Continuo afogado no meu pequeno sofrimento até que... sinto ser abraçado por mãos delicadas que acariciavam minhas costas de maneira que a dor passase e afagava meus cabelos de forma gentil e lenta.
Abro os olhos e vejo que é Hugo, ele era um primo adotado, ele era irmão de consideração de Daniel e Ricardo.
Sempre me tratava bem e cuidava de mim quando eu chorava durante momentos como esse.
Ele não tirava a feição preocupada do rosto, os olhos verdes focados em mim que agora não chorava mais, lentamente desvio o olhar a seus lábios e vejo um pequeno sorriso se formar, eu não entendia o por que, até sentir minhas bochechas quentes, eu havia corado.
Não entendo até o hoje o por que de seu riso, eu corei, todos fazem isso um momento da sua vida que se sentem envergonhados não? Bom, ele me estende a mão e fala de modo doce e calmo.
_ vamos... ela não fez por mal, sabe disso! E se... você se sentir com medo eu, o Dani e o Ri, vamos estar com você... então vamos?
Eu não sei como umas simples palavras vindas dele podiam me dar tanta paz e segurança. Eu apenas aceitei sua mão e vi seu sorriso crescer.
Me levantei e fomos de volta pra festa, chegando minha mãe não estava. Ótimo, foi embora e esqueceu o filho pra trás né? Novidade, estava começando a ficar triste, quando minha tia Gemma vem até mim e fala de forma doce e calma como Hugo havia falado- pelo menos já  sei a quem ele puxou.

Ela disse:

_ sua mãe querido...bem, ela te deixou dormir aqui durante uns dias... ela, precisa... sabe...

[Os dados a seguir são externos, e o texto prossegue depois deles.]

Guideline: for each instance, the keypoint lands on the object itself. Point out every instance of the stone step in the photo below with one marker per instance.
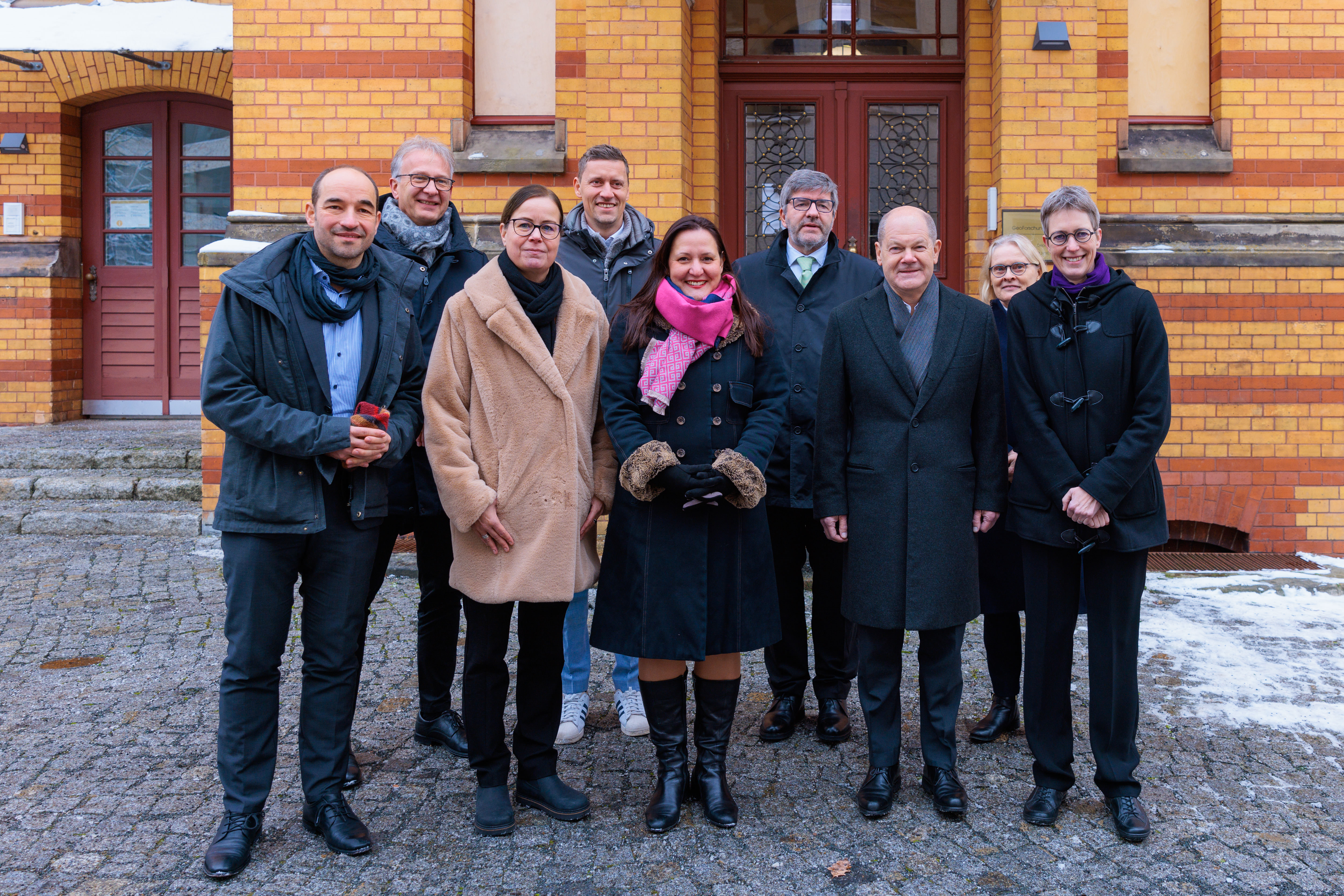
(100, 518)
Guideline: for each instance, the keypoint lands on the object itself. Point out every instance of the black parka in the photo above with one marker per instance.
(264, 383)
(909, 468)
(799, 318)
(582, 256)
(410, 484)
(1108, 444)
(689, 584)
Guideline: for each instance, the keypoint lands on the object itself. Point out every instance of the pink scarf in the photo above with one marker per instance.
(695, 327)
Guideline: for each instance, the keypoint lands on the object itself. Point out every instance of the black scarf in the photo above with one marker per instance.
(355, 280)
(541, 301)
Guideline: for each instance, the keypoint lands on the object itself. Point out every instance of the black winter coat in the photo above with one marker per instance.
(909, 468)
(1107, 444)
(264, 383)
(689, 584)
(799, 318)
(410, 485)
(582, 256)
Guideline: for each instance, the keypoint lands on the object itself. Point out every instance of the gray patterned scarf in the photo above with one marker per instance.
(427, 242)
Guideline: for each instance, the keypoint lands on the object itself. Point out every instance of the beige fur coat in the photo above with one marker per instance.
(507, 422)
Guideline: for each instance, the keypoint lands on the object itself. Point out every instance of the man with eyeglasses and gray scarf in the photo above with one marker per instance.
(796, 284)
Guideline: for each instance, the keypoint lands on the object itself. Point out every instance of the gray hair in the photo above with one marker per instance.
(1069, 198)
(1029, 252)
(421, 144)
(929, 222)
(807, 182)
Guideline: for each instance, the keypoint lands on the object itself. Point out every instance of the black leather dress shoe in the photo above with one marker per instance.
(354, 774)
(1131, 819)
(781, 719)
(948, 794)
(832, 722)
(554, 797)
(1043, 807)
(494, 812)
(232, 848)
(878, 790)
(1002, 719)
(445, 731)
(331, 817)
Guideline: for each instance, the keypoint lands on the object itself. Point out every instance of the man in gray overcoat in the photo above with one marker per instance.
(910, 464)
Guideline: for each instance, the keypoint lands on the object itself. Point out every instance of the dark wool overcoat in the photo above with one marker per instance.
(909, 468)
(799, 318)
(1108, 444)
(689, 584)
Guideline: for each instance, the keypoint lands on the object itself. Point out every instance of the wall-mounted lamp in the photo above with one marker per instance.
(14, 144)
(1052, 35)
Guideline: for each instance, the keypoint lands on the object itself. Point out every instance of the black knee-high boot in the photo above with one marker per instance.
(716, 704)
(664, 706)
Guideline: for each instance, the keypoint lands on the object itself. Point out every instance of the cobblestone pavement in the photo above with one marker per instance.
(108, 782)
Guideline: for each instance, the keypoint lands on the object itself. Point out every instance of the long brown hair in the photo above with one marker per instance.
(640, 310)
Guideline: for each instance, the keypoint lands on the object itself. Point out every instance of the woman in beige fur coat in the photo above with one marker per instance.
(523, 467)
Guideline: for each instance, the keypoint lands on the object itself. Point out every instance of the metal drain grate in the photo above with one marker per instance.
(1166, 562)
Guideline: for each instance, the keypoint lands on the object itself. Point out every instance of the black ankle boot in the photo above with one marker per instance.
(716, 703)
(664, 706)
(1002, 719)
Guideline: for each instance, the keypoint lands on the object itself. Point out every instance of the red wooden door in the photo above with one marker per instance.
(156, 175)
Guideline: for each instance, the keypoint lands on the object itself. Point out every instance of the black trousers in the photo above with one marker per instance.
(1003, 652)
(440, 613)
(260, 573)
(541, 655)
(796, 538)
(1115, 585)
(940, 694)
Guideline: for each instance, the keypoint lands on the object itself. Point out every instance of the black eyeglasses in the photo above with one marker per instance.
(423, 181)
(824, 206)
(523, 228)
(1081, 236)
(1017, 268)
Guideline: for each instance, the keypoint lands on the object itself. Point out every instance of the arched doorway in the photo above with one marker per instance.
(156, 187)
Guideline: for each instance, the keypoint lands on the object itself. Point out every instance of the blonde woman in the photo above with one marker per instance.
(1011, 265)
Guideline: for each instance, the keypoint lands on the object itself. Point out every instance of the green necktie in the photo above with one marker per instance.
(806, 264)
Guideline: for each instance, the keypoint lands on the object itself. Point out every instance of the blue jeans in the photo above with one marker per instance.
(578, 657)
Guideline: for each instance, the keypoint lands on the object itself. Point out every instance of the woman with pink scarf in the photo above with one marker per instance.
(694, 394)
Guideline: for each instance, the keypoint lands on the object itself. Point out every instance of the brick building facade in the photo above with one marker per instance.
(1209, 135)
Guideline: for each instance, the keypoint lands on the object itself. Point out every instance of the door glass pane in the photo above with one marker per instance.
(128, 177)
(130, 250)
(205, 177)
(202, 140)
(780, 140)
(191, 245)
(896, 17)
(902, 160)
(132, 140)
(201, 213)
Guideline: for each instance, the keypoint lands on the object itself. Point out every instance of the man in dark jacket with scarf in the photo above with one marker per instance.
(796, 284)
(421, 225)
(306, 334)
(1092, 408)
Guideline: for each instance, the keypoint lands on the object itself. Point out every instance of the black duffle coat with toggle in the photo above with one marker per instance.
(689, 584)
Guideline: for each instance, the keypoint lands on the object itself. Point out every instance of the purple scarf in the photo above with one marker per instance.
(1100, 276)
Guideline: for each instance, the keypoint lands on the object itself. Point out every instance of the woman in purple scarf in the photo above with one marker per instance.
(1091, 409)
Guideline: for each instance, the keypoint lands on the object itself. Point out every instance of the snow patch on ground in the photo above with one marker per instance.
(173, 26)
(1252, 648)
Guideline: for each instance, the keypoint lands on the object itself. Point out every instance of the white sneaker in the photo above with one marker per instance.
(573, 715)
(630, 710)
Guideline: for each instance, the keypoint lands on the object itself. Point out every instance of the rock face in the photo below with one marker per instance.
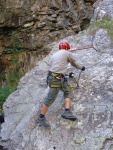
(38, 23)
(92, 102)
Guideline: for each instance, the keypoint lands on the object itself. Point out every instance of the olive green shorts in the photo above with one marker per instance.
(55, 85)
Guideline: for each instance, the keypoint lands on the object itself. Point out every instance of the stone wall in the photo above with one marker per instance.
(38, 23)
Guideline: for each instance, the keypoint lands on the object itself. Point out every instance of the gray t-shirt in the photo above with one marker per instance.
(60, 60)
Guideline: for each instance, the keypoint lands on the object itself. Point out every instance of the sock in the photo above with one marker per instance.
(41, 116)
(66, 109)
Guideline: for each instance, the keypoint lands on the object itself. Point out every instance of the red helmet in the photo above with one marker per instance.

Eu sei, ela não me quer por perto. Bom, pelo menos concordamos que eu e ela temos isso em comum no momento.
Eu apenas assenti e me virei tendo a imagem de um Hugo sorridente, pulando animadamente pela notícia.
_ que bom! Agora vamos ter mais tempo pra ficar juntos!

Eu confesso que corei ao ouvir suas palavras, mesmo sendo de uma criança, me fizeram repensar se estava triste ou feliz por minha mãe ter me largado.
Ele se afastou e foi até os irmãos, eu corri até minha avó e fiz uma pergunta um tanto quanto adulta a ela.
_ vovó, por que a vida me trás coisas ruins e boas?

_ oh querido, a vida e assim mesmo.

E foi nesse momento que eu percebi uma sanção de insatisfação, com aquela resposta.
Ela não havia me respondido com clareza! E aquela pergunta que havia feito a ela martelou na minha cabeça o resto do dia.
Então hoje, eu, com meus 15 anos, tenho buscado uma resposta sozinho que possa me satisfazer de maneira que essa pergunta nunca mais venha até mim.